Civil Rights Are Civil Rights -- Aren't They
I got some flack last November for an admittedly angry post about the polls that showed 70% of African American voters voted in favor of Prop 8. Granted, the post was somewhat intemperate, and my more measured comment later pointed out that a massive outreach and education program is necessary to counter the entrenched homophobia in the black community. This interview with Benjamin Todd Jealous of the NAACP only points it up:
Contra Aravosis, I think that Jealous is being quite honest and reasonable in his response. NAACP can't exercise leadership in the area of gay rights until its membership has reached a consensus. I question whether it should be leading in that particular fight at all -- we have oiur own rights orgainzations that need to show some leadership.
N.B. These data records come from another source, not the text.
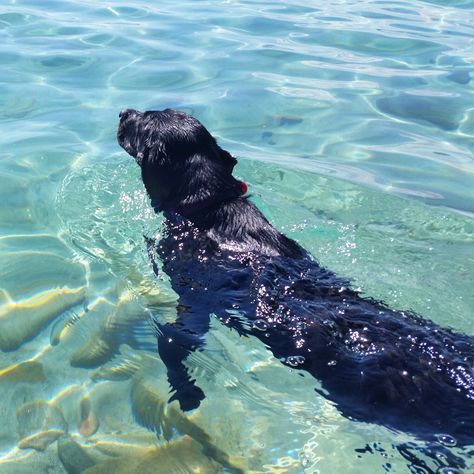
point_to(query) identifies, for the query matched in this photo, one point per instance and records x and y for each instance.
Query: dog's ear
(227, 158)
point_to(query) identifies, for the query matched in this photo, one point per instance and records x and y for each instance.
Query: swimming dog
(225, 260)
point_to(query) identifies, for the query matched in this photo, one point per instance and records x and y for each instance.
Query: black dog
(224, 258)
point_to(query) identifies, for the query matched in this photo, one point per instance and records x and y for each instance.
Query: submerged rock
(182, 456)
(22, 320)
(39, 425)
(74, 457)
(89, 423)
(28, 371)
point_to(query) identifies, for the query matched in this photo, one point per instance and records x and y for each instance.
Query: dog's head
(183, 168)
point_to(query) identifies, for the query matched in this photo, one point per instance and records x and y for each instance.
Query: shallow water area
(353, 123)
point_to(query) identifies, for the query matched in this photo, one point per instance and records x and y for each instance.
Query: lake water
(353, 123)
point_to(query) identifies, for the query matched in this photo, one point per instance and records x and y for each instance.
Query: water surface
(353, 123)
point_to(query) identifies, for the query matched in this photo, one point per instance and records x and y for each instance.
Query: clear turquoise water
(354, 125)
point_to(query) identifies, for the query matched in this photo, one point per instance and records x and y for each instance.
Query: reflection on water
(354, 125)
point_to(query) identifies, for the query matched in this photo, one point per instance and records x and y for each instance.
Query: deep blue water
(353, 123)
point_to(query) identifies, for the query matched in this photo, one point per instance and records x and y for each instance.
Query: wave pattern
(353, 122)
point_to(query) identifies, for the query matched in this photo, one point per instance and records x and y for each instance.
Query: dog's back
(377, 365)
(224, 258)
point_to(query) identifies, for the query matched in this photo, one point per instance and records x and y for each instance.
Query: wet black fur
(225, 259)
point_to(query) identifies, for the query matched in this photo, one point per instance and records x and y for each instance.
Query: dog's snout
(124, 113)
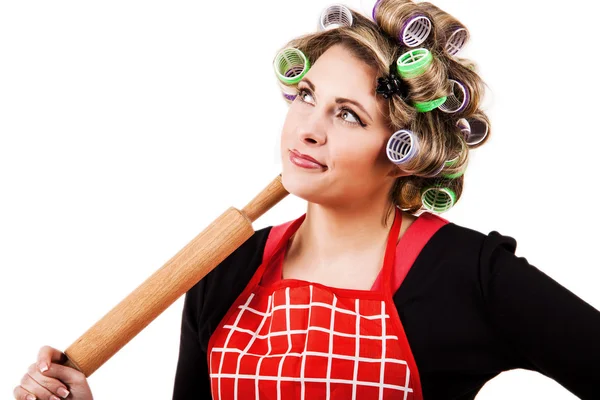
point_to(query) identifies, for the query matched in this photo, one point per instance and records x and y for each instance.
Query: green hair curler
(438, 199)
(290, 65)
(414, 62)
(430, 105)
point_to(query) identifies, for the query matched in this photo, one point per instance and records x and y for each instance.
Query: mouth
(304, 161)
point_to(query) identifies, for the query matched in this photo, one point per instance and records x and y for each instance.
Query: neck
(333, 234)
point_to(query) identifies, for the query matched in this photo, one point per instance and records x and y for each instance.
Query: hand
(55, 382)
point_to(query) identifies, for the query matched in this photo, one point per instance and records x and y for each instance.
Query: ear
(396, 172)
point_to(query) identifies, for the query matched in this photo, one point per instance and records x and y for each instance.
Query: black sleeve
(191, 377)
(554, 329)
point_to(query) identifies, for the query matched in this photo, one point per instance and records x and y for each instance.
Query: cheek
(356, 155)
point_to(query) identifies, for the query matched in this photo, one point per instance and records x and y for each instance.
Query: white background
(126, 127)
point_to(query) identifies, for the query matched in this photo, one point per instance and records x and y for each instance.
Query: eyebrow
(339, 100)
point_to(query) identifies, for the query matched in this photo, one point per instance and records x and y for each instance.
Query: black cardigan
(469, 306)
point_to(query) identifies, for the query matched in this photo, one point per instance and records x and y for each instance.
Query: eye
(301, 95)
(346, 112)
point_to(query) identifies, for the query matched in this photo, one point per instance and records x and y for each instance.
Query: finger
(47, 355)
(33, 387)
(19, 393)
(51, 384)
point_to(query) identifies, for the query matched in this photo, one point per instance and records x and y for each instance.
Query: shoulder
(456, 254)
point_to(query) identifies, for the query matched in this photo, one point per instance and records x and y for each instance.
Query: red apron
(294, 339)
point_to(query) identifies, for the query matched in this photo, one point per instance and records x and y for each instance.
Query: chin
(301, 185)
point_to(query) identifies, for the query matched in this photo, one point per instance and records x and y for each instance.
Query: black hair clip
(391, 84)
The one thing that bothers me is his comment that the civil rights struggles are not the same, and I wish the interviewer had followed up on that one. Yes, they differ in detail -- blacks haven't had to fight for the right to have their families recognized by the State, at least not since Emancipation -- but they come from the same basis: a pattern of legal discrimination that has no rational basis. I'd like to know more of what his thinking is that led to that statement.
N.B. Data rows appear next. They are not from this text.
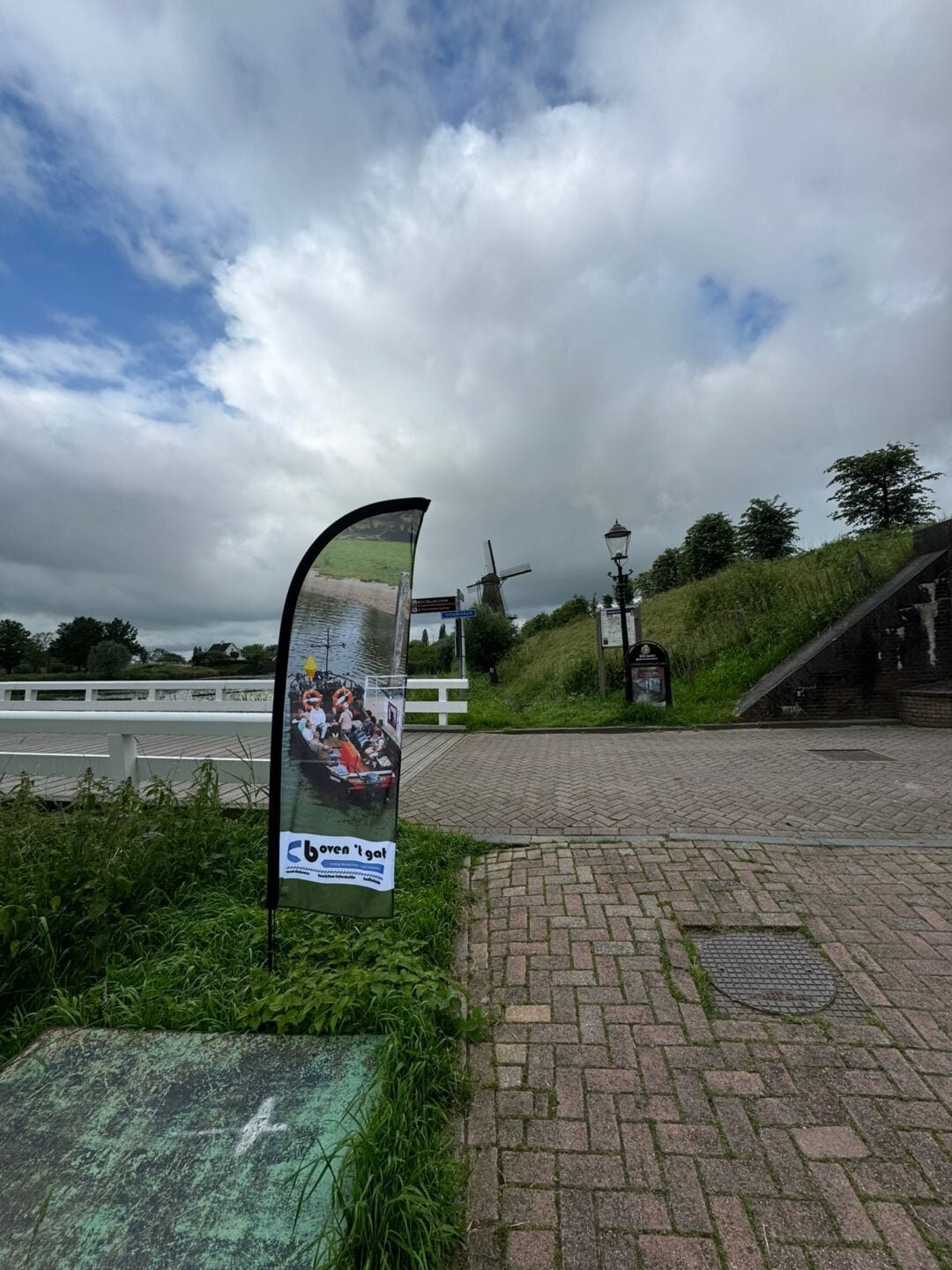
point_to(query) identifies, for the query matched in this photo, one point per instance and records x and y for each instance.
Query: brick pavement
(746, 781)
(622, 1122)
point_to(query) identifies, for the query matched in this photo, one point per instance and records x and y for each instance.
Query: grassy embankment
(723, 634)
(147, 914)
(367, 559)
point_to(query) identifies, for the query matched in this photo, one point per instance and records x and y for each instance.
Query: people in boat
(319, 721)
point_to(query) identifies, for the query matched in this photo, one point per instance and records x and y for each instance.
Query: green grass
(127, 911)
(367, 559)
(723, 635)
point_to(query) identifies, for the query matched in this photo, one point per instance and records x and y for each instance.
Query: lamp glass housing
(617, 542)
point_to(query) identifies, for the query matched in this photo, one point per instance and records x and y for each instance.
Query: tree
(666, 571)
(124, 632)
(611, 598)
(74, 640)
(38, 653)
(163, 655)
(768, 531)
(489, 637)
(881, 489)
(108, 660)
(710, 545)
(444, 653)
(14, 644)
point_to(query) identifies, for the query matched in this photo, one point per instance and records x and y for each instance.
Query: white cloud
(18, 164)
(509, 320)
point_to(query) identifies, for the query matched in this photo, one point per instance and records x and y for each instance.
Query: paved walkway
(626, 1120)
(746, 781)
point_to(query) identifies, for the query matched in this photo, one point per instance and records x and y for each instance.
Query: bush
(489, 638)
(108, 660)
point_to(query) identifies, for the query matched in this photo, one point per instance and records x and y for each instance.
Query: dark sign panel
(338, 721)
(651, 673)
(433, 603)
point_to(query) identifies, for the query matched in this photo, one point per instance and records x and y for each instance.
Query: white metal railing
(122, 721)
(138, 693)
(122, 759)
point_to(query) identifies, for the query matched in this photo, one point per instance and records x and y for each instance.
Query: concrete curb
(764, 840)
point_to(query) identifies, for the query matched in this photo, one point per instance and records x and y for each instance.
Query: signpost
(608, 634)
(433, 603)
(611, 625)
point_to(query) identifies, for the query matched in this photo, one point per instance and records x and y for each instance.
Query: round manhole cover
(766, 972)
It's quite obvious to me, at least, that there is still a lot of learning to be done in the black community, and an automatic charge of racism against white gays isn't going to convince me of much: that seems to be as much a reaction from the autonomic nervous system in some quarters as anything else, and I've not seen any solid evidence that such is the case. In my own experience, just let me note that for years my favorite hangout was a small, "neighborhood" type bar on the North Side that was very diverse -- white, black, latino, the occasional asian, transgender, female impersonators, even the occasional straight Cubs fans who wandered in after a game. I've also heard the charges against other gay bars on the North Side, but never witnessed anything that would cause me to give them credence. I really need to see some evidence: yelling "racist" as a first response just doesn't cut it. (I might add that my remarks in the post I mentioned above were characterized that way, and I am probably one of the least prejudiced people you are going to find. That's the way my parents raised me, and it stuck. Skin color is simply not a criterion by which I evaluate people.)